Configured action operations message:
Trigger: {EVENT.NAME}
Trigger status: {TRIGGER.STATUS}
Trigger severity: {TRIGGER.SEVERITY}
Host IP: {HOST.IP}
Hostname: {HOST.HOST}
Event time: {EVENT.DATE} at {EVENT.TIME}
Item values:
1. {ITEM.NAME1} ({HOST.NAME1}:{ITEM.KEY1}): {ITEM.VALUE1}
2. {ITEM.NAME2} ({HOST.NAME2}:{ITEM.KEY2}): {ITEM.VALUE2}
3. {ITEM.NAME3} ({HOST.NAME3}:{ITEM.KEY3}): {ITEM.VALUE3}
Original event ID: {EVENT.ID}
Configured action recovery operations message:
Trigger: {EVENT.NAME}
Trigger status: {TRIGGER.STATUS}
Trigger severity: {TRIGGER.SEVERITY}
Host IP: {HOST.IP}
Hostname: {HOST.HOST}
Event recovery time: {EVENT.RECOVERY.DATE} at {EVENT.RECOVERY.TIME}
Original event time: {EVENT.DATE} at {EVENT.TIME}
Item values:
1. {ITEM.NAME1} ({HOST.NAME1}:{ITEM.KEY1}): {ITEM.VALUE1}
2. {ITEM.NAME2} ({HOST.NAME2}:{ITEM.KEY2}): {ITEM.VALUE2}
3. {ITEM.NAME3} ({HOST.NAME3}:{ITEM.KEY3}): {ITEM.VALUE3}
Recovery event ID: {EVENT.RECOVERY.ID}
Original event ID: {EVENT.ID}
Trigger expression for the example below:
{corertr-1:ciscoBgpPeerState[10.22.44.50].last(0)}=6 and {corertr-1:ciscoVPNv4cbgpPeerPrefixAccepted[10.22.44.50].last(0)}<0.8*{corertr-1:ciscoVPNv4cbgpPeerPrefixAccepted[10.22.44.50].avg(86400)}
(meaning: trigger if BGP peer state is established AND accepted prefixes are less than 80% of the average prefixes during the last one day)

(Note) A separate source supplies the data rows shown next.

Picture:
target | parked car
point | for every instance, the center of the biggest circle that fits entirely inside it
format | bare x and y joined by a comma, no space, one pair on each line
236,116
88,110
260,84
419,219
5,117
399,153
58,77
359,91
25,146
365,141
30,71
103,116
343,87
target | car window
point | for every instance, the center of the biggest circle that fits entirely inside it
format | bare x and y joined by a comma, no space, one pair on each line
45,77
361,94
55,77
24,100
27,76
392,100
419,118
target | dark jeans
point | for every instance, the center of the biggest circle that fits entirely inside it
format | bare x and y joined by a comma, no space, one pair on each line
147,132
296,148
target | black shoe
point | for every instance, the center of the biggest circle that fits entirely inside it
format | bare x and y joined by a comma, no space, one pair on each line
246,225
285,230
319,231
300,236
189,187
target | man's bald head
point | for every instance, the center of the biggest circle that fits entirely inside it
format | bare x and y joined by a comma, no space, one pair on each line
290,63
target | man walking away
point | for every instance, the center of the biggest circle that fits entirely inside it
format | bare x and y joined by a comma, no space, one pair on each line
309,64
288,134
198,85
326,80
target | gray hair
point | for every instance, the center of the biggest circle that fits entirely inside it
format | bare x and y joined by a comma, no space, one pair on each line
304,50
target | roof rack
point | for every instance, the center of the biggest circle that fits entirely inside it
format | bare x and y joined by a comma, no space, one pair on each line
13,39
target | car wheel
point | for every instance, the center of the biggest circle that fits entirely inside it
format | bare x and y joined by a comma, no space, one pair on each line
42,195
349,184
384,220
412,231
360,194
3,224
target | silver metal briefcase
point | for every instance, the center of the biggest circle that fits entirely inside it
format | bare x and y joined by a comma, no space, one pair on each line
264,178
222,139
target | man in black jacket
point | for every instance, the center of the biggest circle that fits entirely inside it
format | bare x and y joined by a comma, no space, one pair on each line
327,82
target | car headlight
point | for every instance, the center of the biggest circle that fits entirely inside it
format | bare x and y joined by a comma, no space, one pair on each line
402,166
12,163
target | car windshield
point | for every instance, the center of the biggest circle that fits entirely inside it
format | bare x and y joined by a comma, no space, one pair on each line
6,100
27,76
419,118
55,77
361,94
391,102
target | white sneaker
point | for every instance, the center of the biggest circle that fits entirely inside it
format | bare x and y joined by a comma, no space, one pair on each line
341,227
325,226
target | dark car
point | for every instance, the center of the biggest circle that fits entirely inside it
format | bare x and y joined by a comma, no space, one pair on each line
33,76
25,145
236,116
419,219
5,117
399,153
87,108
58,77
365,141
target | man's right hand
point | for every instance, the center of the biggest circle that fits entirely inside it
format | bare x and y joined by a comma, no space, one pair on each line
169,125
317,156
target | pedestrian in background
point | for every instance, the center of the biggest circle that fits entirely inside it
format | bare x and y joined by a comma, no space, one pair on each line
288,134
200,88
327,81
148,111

Actual first message received:
Trigger: BGP peer 10.83.44.50 has lost more than 20% of prefixes
Trigger status: OK
Trigger severity: Average
Host IP: 10.22.0.1
Hostname: corertr-1
Event time: 2020.01.16 at 22:10:39
Item values:
1. Operational status for peer 10.22.44.50 (corertr-1:ciscoBgpPeerState[10.22.44.50]): established (6)
2. Accepted prefixes for peer 10.22.44.50 (corertr-1:ciscoVPNv4cbgpPeerPrefixAccepted[10.22.44.50]): 1 Prefix
3. Accepted prefixes for peer 10.22.44.50 (corertr-1:ciscoVPNv4cbgpPeerPrefixAccepted[10.22.44.50]): 1 Prefix
Original event ID: 58648908
(Comment: This trigger is valid because the prefixes dropped from 4 to 1. But why is the state OK and not PROBLEM?)
Then the recovery message received:
Trigger: BGP peer 10.83.22.50 has lost more than 20% of prefixes
Trigger status: OK
Trigger severity: Average
Host IP: 10.22.0.1
Hostname: corertr-1
Event recovery time: 2020.01.16 at 22:10:39
Original event time: 2020.01.16 at 22:10:39
Item values:
1. Operational status for peer 10.22.44.50 (corertr-1:ciscoBgpPeerState[10.22.44.50]): established (6)
2. Accepted prefixes for peer 10.22.44.50 (corertr-1:ciscoVPNv4cbgpPeerPrefixAccepted[10.22.44.50]): 4 Prefix
3. Accepted prefixes for peer 10.22.44.50 (corertr-1:ciscoVPNv4cbgpPeerPrefixAccepted[10.22.44.50]): 4 Prefix
Recovery event ID: 58648909
Original event ID: 58648908
Observations:
- The original event time and the event recovery timestamps are the same.
- There is no PROBLEM state at all, first is OK and then OK.
- (I believe those two observations are interconnected: the first state is OK only if the recovery happens at the same time.)
- The trigger event is valid as such I believe: the number of prefixes dropped momentarily, according to the item values.
Questions:
- How is it possible that the event is triggered and resolved at the same time?
- Why TRIGGER.STATUS is OK in the first message, and not PROBLEM as usual?
I have similar observations with other metrics as well (non-BGP related). This happens every now and then, but I haven't got any other examples right away.